Ne mi olmuş? Gerçekçilik, aşırı gerçekçilikle aşırı gerçeküstücülüğün birbirine karıştığı öyküler bir araya gelmiş. Hemen her öyküde sıradan bir insanın hayata baktığı noktanın çok daha ötesinden bakan yazarların sesi var. Gerçekten baktığınız şeyi görüp görmediğiniz konusunda şüpheye düşürecek sesler. İnsan suretinde dünyada yaşayan tanrılar, tanrıya dönüşen insanlar, vampirler... Ama işte tam olarak sınır bu sıra dışılıklar değil. Ya da sıra dışı saydıklarımız. Jodi Picoult’nun öyküsündeki acısının yüküyle büyüyen ya da küçülen insanlar gibi. Hepsini hangi mantıkla bir araya getirdiler tam olarak bilinmez ama her öyküde hemen hemen aynı olan tek bir şey var; şu hayatta yaşayan herkesin aradığı bir şey var ve kesinlikle diğerlerinden farklı.
İyilik ya da kötülüğün hangi surette olduğu çok da mühim değil. Gerçek olan iç içe olmaları ve sizin hangisine dahil olduğunuz. Kendi varlığıyla savaşanlar, bulduktan sonra ne yapacağını bilmeyenler, tutkularına tutkun olanlar. Gerçek kahramanlar. Sen ben biz... ve dahası onlar.
Yeni bir dünya, bambaşka bir bakış açısı oluşturmada usta olan yazarların bir araya geldiği Öyküler, kısacık sayfalarda kendinizi bir anda olayın içinde bulma etkisi yaratıyor.
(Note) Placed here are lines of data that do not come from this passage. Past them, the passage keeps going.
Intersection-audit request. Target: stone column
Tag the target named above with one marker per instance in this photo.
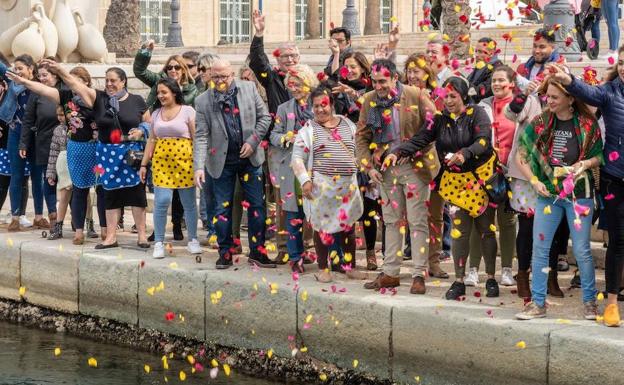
(350, 18)
(174, 35)
(561, 12)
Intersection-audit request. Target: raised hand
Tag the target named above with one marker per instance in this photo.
(393, 37)
(258, 21)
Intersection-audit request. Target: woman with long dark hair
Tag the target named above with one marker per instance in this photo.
(81, 148)
(170, 148)
(557, 152)
(121, 119)
(609, 98)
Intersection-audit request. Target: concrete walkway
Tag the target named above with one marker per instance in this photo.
(392, 335)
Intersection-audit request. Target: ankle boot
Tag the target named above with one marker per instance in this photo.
(522, 282)
(553, 285)
(56, 232)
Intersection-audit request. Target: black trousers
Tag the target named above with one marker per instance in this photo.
(614, 213)
(5, 180)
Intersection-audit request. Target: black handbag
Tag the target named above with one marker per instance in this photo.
(134, 158)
Yalnızca hayal güçleri için değil, güçlü kalemlerini hiç acımadan kullandıkları için de. Tüm bunların yanı sıra belki her öykü ciğerinizden bir parça söküyor. Peki ya sonra? Evet, amacına ulaşmış bir antoloji kesinlikle, zira öykünün devamı için merakla sormanın yanı sıra bir sonraki öyküye geçme isteği uyandırdığı için...
Neil Gaiman giriş yazısında, “Özlemini duyduğumuz, okumayı istediğimiz şeyler, bizde merak uyandıran, bizi sayfaları çevirmeye zorlayan öykülerdi. Ve evet, iyi yazılmış şeyleri okumak istiyorduk. (Neden daha azıyla yetinecektik ki?)” diye anlatıyor. Daha azıyla yetinmedikleri için teşekkür etmek kalıyor geriye.